Cody Yantis creates a series of intimate vignettes on Physical Silence, each a sonic still life for a moment of inquisition and contemplation. Using a diverse palette, there’s an elegance throughout that becomes part of the space we’re in, etching itself into walls and wafting in the air like a familiar, comforting perfume. Taking its titles from phrases in The Book of Disquiet by Fernando Pessoa, Physical Silence faces inward, keeping the world outside at a distance even if the windows are all wide open.

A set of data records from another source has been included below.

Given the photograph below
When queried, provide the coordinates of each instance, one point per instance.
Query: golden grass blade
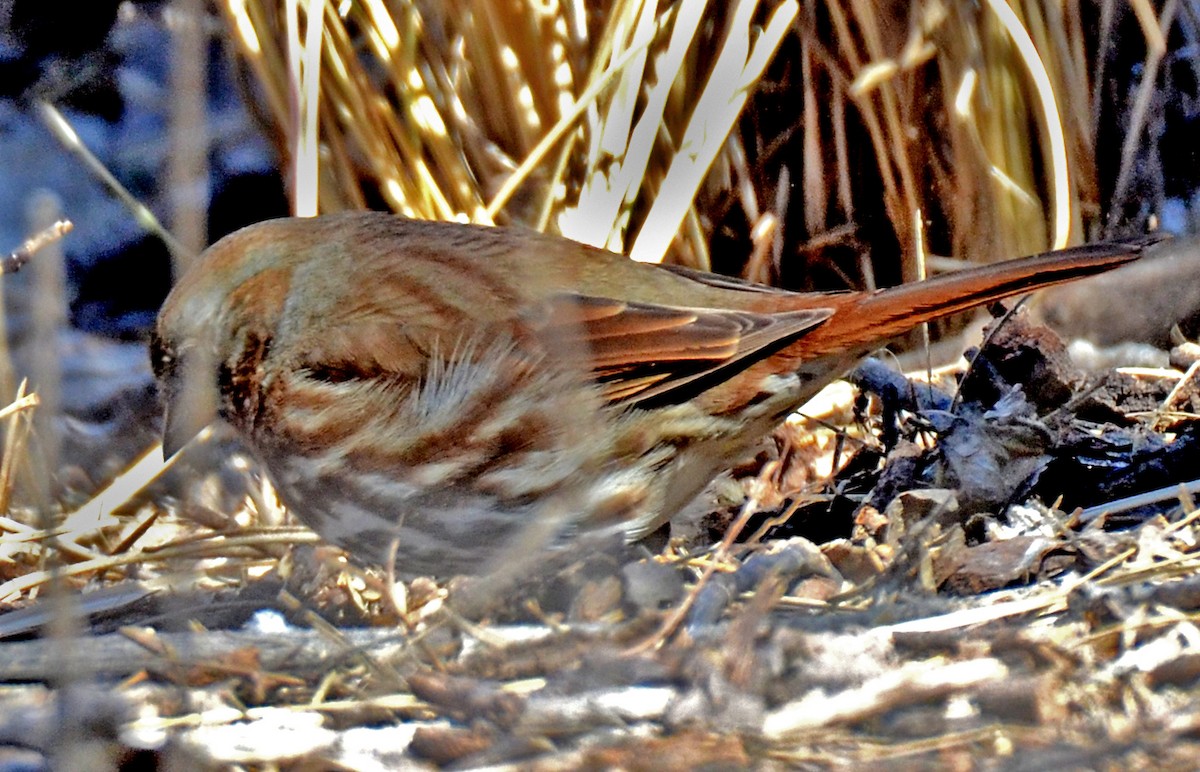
(737, 67)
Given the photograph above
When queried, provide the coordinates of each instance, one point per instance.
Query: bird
(441, 394)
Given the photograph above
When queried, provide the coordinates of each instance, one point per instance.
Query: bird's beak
(191, 405)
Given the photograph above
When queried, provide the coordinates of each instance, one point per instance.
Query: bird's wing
(642, 353)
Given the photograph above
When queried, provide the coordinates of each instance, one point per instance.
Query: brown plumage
(456, 388)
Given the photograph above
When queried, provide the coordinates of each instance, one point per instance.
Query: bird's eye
(162, 358)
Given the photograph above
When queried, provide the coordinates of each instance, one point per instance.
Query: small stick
(17, 259)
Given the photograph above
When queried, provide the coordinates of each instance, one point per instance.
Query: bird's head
(217, 323)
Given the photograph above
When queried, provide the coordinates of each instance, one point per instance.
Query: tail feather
(889, 312)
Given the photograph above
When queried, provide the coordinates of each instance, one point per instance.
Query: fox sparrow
(453, 389)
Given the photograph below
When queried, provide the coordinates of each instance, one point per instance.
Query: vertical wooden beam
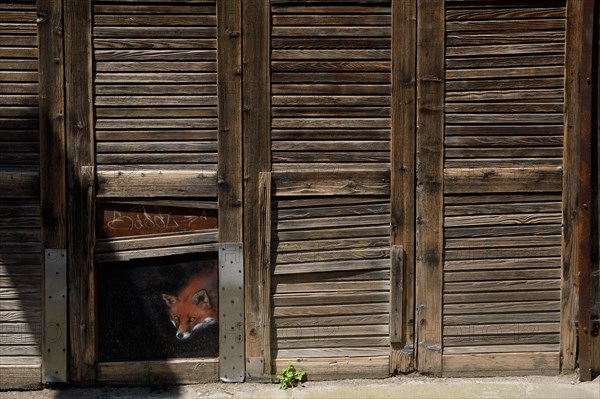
(396, 308)
(402, 171)
(80, 189)
(585, 204)
(596, 227)
(264, 265)
(429, 170)
(257, 158)
(571, 165)
(52, 152)
(229, 25)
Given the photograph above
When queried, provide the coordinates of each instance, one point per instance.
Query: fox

Yantis is an underappreciated guitarist. He doesn’t make guitar records, per se, but his playing on Physical Silence creates the album’s solid backbone. Songs like “Invisible Damage” and “Distant Ellipses” are built around simple, effective progressions that lend themselves to accouterments like piano and banjo. The latter is playful, the distance in the past adding a soft glow around the picked strings. Emotional languidness gives way to a wry smile, a remembrance of a brighter day. Whiplashed back to the cold light of day, “Merely A Matter Of Changing” follows that luminescence with the harsh realities of self-reflection stored away in our memory banks, flowing through funereal organ chords.

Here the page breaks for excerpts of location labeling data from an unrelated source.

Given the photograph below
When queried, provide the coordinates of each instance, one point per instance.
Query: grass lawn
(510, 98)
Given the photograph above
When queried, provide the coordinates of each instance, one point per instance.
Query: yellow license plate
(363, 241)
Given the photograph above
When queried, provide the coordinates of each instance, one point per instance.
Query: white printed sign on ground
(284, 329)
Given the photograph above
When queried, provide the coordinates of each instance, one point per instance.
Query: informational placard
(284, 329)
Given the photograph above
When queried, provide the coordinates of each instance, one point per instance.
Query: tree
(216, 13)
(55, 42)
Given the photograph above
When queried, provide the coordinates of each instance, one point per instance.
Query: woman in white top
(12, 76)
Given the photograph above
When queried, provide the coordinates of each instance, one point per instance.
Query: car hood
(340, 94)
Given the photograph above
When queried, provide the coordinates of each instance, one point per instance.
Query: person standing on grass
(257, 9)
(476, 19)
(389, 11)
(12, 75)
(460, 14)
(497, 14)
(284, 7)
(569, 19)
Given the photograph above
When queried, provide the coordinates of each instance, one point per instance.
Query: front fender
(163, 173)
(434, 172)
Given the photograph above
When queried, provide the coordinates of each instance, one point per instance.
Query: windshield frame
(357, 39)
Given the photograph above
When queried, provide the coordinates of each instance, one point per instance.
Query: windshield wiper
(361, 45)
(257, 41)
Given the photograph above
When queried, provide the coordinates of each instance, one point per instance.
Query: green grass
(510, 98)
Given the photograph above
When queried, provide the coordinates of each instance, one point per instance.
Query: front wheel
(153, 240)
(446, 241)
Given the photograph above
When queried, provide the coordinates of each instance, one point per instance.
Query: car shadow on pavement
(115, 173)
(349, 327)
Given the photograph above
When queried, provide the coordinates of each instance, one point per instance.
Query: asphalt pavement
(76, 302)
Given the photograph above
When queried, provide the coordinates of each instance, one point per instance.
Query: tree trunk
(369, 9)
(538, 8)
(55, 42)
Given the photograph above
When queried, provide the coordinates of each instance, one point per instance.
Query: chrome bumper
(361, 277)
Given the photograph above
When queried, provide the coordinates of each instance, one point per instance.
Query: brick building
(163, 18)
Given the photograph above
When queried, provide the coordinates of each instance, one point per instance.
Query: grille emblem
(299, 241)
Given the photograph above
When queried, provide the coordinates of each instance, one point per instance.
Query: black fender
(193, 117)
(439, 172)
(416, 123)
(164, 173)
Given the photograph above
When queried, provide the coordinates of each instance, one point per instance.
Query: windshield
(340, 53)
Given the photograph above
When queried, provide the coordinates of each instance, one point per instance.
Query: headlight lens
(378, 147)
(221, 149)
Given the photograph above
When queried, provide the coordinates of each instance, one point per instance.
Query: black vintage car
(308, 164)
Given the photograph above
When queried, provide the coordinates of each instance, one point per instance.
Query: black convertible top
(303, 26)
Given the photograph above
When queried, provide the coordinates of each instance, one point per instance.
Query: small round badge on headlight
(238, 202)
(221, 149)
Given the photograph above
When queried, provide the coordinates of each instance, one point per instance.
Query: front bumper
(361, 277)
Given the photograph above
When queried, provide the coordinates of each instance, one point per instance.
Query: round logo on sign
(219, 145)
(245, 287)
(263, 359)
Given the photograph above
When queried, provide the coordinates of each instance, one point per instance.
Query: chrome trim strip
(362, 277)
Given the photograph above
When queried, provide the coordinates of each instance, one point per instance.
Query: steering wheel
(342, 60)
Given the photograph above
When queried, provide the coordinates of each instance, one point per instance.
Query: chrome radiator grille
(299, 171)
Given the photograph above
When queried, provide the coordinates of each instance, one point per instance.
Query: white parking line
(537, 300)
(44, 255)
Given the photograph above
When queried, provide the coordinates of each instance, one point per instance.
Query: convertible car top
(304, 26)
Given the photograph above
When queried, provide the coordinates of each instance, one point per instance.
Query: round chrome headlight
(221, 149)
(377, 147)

Stilted shapes fade in from shadow in the slow-moving paces of the short, sweet “An Archaeology Of The Present.” Warmth resonates outward from Yantis’s gentle guitar saunters. A light comes on in an adjacent room, woodwinds and banjo mixing with a honeyed cleverness; a reminder we’re not alone in here. That spirit winds away across Physical Silence in the bowed drones of “Pure Direct Memory;” beneath the ghostly hollows of “A Crass and Grievous Error.”

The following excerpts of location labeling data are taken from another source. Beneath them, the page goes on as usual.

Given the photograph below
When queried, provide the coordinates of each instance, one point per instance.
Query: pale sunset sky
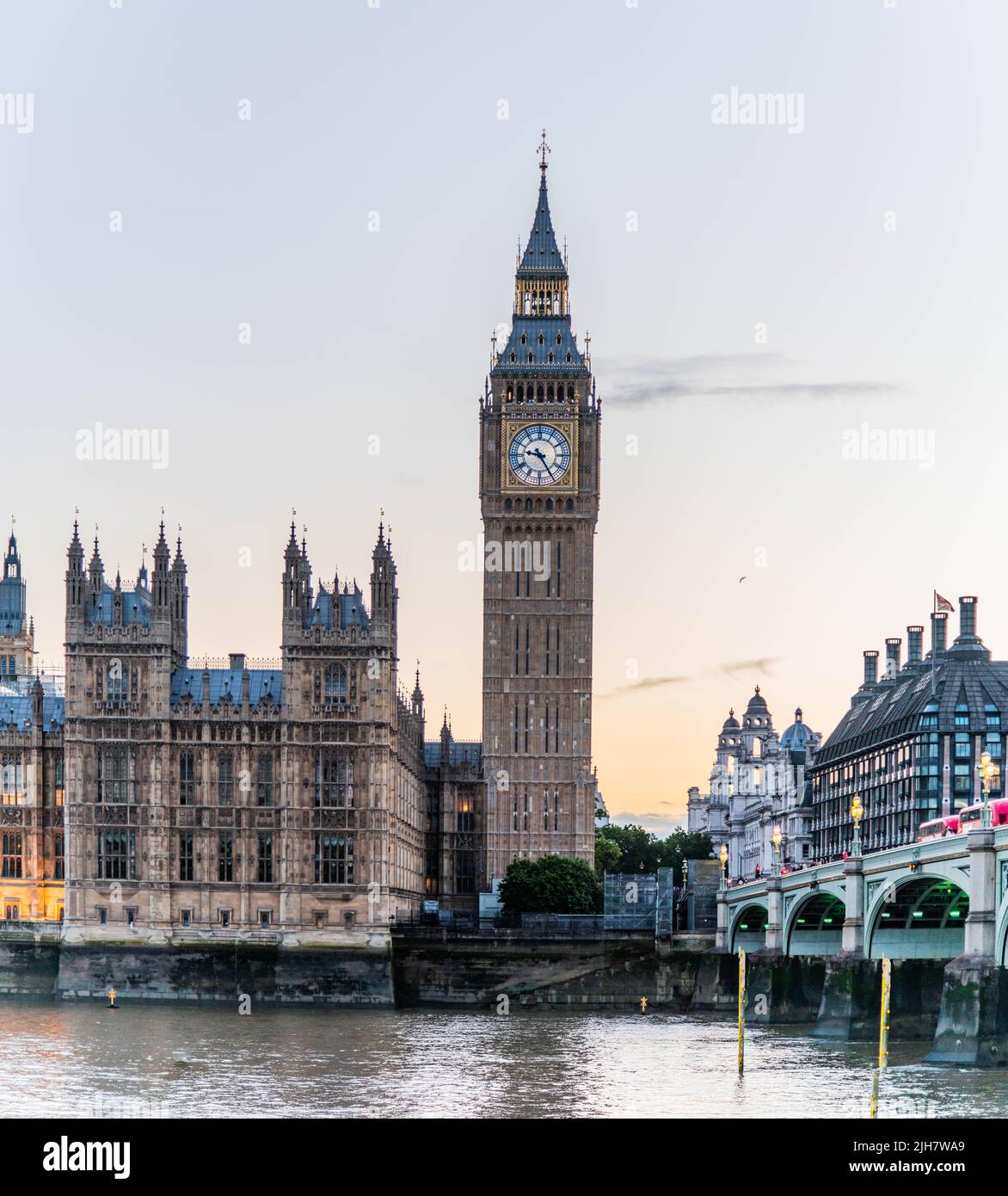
(765, 303)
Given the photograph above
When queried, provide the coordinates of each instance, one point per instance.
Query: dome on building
(798, 735)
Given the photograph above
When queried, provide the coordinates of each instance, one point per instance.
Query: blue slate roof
(135, 607)
(15, 712)
(542, 255)
(349, 606)
(263, 683)
(465, 753)
(12, 592)
(549, 328)
(796, 737)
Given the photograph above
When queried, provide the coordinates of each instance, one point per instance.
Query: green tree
(607, 854)
(643, 852)
(551, 884)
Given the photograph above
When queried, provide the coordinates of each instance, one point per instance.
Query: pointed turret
(13, 597)
(178, 601)
(541, 340)
(417, 695)
(383, 580)
(95, 573)
(74, 576)
(159, 595)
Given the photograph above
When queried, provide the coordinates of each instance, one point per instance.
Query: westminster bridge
(937, 899)
(937, 904)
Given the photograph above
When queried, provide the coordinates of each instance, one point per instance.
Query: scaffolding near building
(630, 901)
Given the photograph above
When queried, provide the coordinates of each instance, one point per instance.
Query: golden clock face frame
(542, 442)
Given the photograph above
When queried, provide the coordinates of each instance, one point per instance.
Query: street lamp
(857, 813)
(989, 772)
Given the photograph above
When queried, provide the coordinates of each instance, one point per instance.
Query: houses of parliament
(144, 794)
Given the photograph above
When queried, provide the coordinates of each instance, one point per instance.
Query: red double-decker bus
(937, 828)
(970, 817)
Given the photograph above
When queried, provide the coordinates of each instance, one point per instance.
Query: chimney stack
(968, 617)
(892, 656)
(939, 633)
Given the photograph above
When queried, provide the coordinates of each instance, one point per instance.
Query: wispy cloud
(646, 683)
(760, 666)
(731, 376)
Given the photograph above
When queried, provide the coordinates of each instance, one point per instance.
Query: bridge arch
(814, 926)
(919, 917)
(749, 928)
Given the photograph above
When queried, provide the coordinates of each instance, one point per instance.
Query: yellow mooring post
(741, 1011)
(882, 1037)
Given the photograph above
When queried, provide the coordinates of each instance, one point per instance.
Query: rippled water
(186, 1061)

Yantis, while reflecting on within, creates connections on the outside. Physical Silence is inquisitive and steady even while weighed down by a constant stream of doubt. Listening to these aural expressions, I find myself coming back to something Pessoa said, “We never know self-realization. We are two abysses – a well staring at the sky.” Physical Silence looks headlong into that wide open, aquamarine void and finds a certain solace in its endless expanse and in the unanswerable questions. It’s fleeting, but we’ve all felt it and that’s where contact begins.